1.2.1. Discovery

[System]

The following APIs are used to discover GPUs and their attributes on a Node.

Functions

dcgmReturn_t dcgmGetAllDevices ( dcgmHandle_t pDcgmHandle, unsigned int  gpuIdList[DCGM_MAX_NUM_DEVICES], int* count )
dcgmReturn_t dcgmGetAllSupportedDevices ( dcgmHandle_t pDcgmHandle, unsigned int  gpuIdList[DCGM_MAX_NUM_DEVICES], int* count )
dcgmReturn_t dcgmGetDeviceAttributes ( dcgmHandle_t pDcgmHandle, unsigned int  gpuId, dcgmDeviceAttributes_t* pDcgmAttr )
dcgmReturn_t dcgmGetEntityGroupEntities ( dcgmHandle_t dcgmHandle, dcgm_field_entity_group_t entityGroup, dcgm_field_eid_t* entities, int* numEntities, unsigned int  flags )
dcgmReturn_t dcgmGetGpuInstanceHierarchy ( dcgmHandle_t dcgmHandle, dcgmMigHierarchy_v2* hierarchy )
dcgmReturn_t dcgmGetNvLinkLinkStatus ( dcgmHandle_t dcgmHandle, dcgmNvLinkStatus_v2* linkStatus )

Functions

dcgmReturn_t dcgmGetAllDevices ( dcgmHandle_t pDcgmHandle, unsigned int  gpuIdList[DCGM_MAX_NUM_DEVICES], int* count )
Parameters
pDcgmHandle
IN: DCGM Handle
gpuIdList
OUT: Array reference to fill GPU Ids present on the system.
count
OUT: Number of GPUs returned in gpuIdList.
Returns

Description

This method is used to get identifiers corresponding to all the devices on the system. The identifier represents DCGM GPU Id corresponding to each GPU on the system and is immutable during the lifespan of the engine. The list should be queried again if the engine is restarted.

The GPUs returned from this function include gpuIds of GPUs that are not supported by DCGM. To only get gpuIds of GPUs that are supported by DCGM, use dcgmGetAllSupportedDevices().

dcgmReturn_t dcgmGetAllSupportedDevices ( dcgmHandle_t pDcgmHandle, unsigned int  gpuIdList[DCGM_MAX_NUM_DEVICES], int* count )
Parameters
pDcgmHandle
IN: DCGM Handle
gpuIdList
OUT: Array reference to fill GPU Ids present on the system.
count
OUT: Number of GPUs returned in gpuIdList.
Returns

Description

This method is used to get identifiers corresponding to all the DCGM-supported devices on the system. The identifier represents DCGM GPU Id corresponding to each GPU on the system and is immutable during the lifespan of the engine. The list should be queried again if the engine is restarted.

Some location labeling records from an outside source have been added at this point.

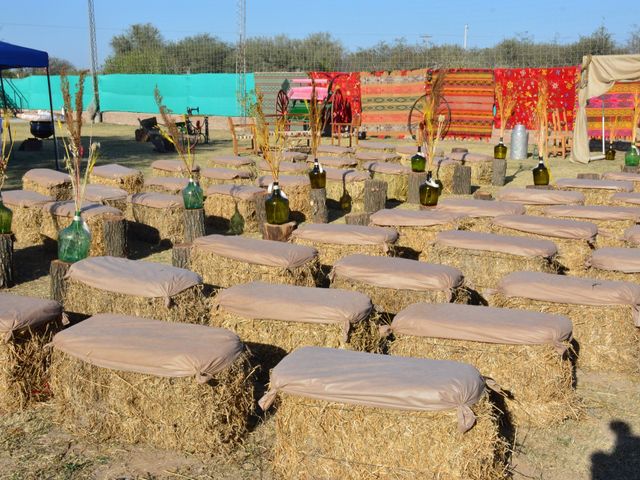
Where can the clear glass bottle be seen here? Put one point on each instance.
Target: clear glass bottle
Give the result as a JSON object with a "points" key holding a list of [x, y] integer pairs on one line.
{"points": [[193, 195], [277, 206], [317, 175], [74, 241]]}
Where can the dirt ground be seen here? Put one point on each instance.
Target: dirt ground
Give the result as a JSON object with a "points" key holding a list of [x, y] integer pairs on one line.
{"points": [[603, 444]]}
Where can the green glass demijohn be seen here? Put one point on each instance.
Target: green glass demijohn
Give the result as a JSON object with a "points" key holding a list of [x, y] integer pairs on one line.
{"points": [[317, 176], [418, 161], [74, 241], [277, 206], [193, 195]]}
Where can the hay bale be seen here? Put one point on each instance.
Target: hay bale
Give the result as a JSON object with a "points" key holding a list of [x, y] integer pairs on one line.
{"points": [[485, 257], [395, 175], [395, 283], [333, 427], [156, 217], [27, 214], [526, 353], [130, 287], [221, 203], [134, 388], [227, 261], [47, 182], [118, 176], [26, 326], [416, 228], [59, 215], [602, 313]]}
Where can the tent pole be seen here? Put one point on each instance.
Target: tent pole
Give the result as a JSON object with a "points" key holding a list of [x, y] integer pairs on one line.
{"points": [[53, 121]]}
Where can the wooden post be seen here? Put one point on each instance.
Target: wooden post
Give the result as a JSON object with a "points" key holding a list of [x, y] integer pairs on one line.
{"points": [[6, 260], [193, 224], [415, 180], [499, 172], [181, 255], [57, 272], [114, 232], [461, 180], [375, 195], [318, 200]]}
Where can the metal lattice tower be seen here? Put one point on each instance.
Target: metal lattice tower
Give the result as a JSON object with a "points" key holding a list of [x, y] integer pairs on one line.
{"points": [[241, 58], [94, 60]]}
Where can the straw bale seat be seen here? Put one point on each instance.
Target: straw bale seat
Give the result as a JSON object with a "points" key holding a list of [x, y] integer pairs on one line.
{"points": [[171, 385], [575, 239], [604, 314], [274, 320], [353, 181], [220, 175], [297, 188], [396, 176], [395, 283], [526, 353], [222, 201], [156, 217], [416, 228], [119, 176], [535, 201], [171, 185], [486, 257], [50, 183], [226, 261], [59, 215], [611, 221], [27, 214], [596, 192], [132, 287], [356, 415], [26, 326], [172, 168]]}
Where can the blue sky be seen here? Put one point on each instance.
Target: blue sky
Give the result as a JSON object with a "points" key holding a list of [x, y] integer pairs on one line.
{"points": [[60, 27]]}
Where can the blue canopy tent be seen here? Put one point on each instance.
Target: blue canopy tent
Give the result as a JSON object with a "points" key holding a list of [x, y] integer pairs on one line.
{"points": [[15, 56]]}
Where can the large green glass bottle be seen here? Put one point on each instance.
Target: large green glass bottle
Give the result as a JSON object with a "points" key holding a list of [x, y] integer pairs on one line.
{"points": [[193, 195], [277, 206], [74, 241], [317, 176], [541, 174]]}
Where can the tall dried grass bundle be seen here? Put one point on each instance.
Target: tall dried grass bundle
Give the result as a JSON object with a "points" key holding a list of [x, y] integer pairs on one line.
{"points": [[190, 305], [607, 338], [537, 378], [318, 439], [170, 413]]}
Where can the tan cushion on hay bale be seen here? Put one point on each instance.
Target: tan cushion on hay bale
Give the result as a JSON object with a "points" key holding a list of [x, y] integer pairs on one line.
{"points": [[530, 196], [412, 218], [550, 227], [18, 312], [256, 251], [133, 277], [346, 234], [174, 166], [547, 287], [521, 246], [618, 186], [625, 260], [479, 208], [25, 198], [398, 273], [151, 347], [483, 324], [46, 177], [241, 192], [156, 200], [381, 381]]}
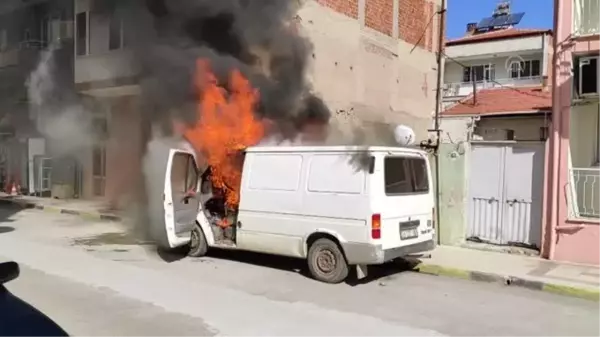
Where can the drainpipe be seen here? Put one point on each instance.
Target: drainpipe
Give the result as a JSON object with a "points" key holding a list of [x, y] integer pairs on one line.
{"points": [[556, 130], [438, 98]]}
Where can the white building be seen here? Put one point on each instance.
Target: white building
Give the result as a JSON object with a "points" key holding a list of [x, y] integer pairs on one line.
{"points": [[495, 124]]}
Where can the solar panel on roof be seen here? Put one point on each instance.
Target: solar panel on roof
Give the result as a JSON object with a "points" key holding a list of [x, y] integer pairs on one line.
{"points": [[515, 18], [485, 23], [499, 21]]}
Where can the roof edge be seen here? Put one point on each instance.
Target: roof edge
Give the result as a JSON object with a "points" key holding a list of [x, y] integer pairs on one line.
{"points": [[465, 40], [500, 113]]}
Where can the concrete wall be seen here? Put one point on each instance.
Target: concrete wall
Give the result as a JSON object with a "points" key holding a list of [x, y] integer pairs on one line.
{"points": [[568, 239], [526, 128], [372, 58], [101, 63], [454, 154], [365, 63]]}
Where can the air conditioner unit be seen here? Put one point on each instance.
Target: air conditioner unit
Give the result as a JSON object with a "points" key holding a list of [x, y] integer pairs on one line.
{"points": [[589, 76]]}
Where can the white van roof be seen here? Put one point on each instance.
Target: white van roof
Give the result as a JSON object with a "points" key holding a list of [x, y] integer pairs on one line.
{"points": [[334, 149]]}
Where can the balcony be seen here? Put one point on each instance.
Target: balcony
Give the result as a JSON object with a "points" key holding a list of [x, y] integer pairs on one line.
{"points": [[586, 17], [584, 193], [462, 89]]}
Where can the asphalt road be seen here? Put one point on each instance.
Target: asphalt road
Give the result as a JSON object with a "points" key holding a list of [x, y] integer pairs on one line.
{"points": [[96, 282]]}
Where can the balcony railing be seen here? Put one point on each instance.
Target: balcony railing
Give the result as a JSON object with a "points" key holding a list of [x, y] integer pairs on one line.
{"points": [[584, 193], [466, 88], [586, 17], [23, 54]]}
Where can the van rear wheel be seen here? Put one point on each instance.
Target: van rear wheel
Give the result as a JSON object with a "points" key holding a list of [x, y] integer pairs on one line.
{"points": [[198, 244], [326, 262]]}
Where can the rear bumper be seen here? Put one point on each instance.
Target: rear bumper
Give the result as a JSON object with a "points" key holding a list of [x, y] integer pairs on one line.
{"points": [[360, 253]]}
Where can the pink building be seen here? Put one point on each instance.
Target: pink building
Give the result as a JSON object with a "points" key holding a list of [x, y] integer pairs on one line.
{"points": [[573, 213]]}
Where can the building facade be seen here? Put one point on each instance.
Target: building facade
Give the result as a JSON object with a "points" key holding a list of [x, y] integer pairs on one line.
{"points": [[495, 122], [374, 61], [26, 31], [573, 211]]}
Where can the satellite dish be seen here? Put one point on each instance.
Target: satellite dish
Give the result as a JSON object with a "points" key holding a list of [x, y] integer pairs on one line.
{"points": [[404, 135]]}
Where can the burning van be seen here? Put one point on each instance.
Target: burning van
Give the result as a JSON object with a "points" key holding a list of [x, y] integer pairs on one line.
{"points": [[335, 206]]}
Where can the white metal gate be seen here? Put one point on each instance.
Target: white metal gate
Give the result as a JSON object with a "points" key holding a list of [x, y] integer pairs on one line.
{"points": [[505, 193]]}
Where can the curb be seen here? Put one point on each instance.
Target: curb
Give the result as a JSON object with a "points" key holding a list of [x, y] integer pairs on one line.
{"points": [[52, 209], [507, 280]]}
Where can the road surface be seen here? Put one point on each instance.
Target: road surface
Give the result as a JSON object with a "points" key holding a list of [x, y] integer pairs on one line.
{"points": [[94, 281]]}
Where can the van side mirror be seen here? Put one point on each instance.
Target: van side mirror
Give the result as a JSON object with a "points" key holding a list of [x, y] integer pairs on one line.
{"points": [[9, 271]]}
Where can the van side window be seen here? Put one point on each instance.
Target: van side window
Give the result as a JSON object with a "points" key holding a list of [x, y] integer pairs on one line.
{"points": [[183, 173], [275, 172], [405, 175], [333, 174]]}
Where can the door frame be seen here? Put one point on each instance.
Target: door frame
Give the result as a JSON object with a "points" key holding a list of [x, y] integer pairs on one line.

The GPUs returned from this function ONLY includes gpuIds of GPUs that are supported by DCGM. To get gpuIds of all GPUs in the system, use dcgmGetAllDevices().

dcgmReturn_t dcgmGetDeviceAttributes ( dcgmHandle_t pDcgmHandle, unsigned int  gpuId, dcgmDeviceAttributes_t* pDcgmAttr )
Parameters
pDcgmHandle
IN: DCGM Handle
gpuId
IN: GPU Id corresponding to which the attributes should be fetched
pDcgmAttr
IN/OUT: Device attributes corresponding to gpuId. pDcgmAttr->version should be set to dcgmDeviceAttributes_version before this call.
Returns

Description

Gets device attributes corresponding to the gpuId. If operation is not successful for any of the requested fields then the field is populated with one of DCGM_BLANK_VALUES defined in dcgm_structs.h.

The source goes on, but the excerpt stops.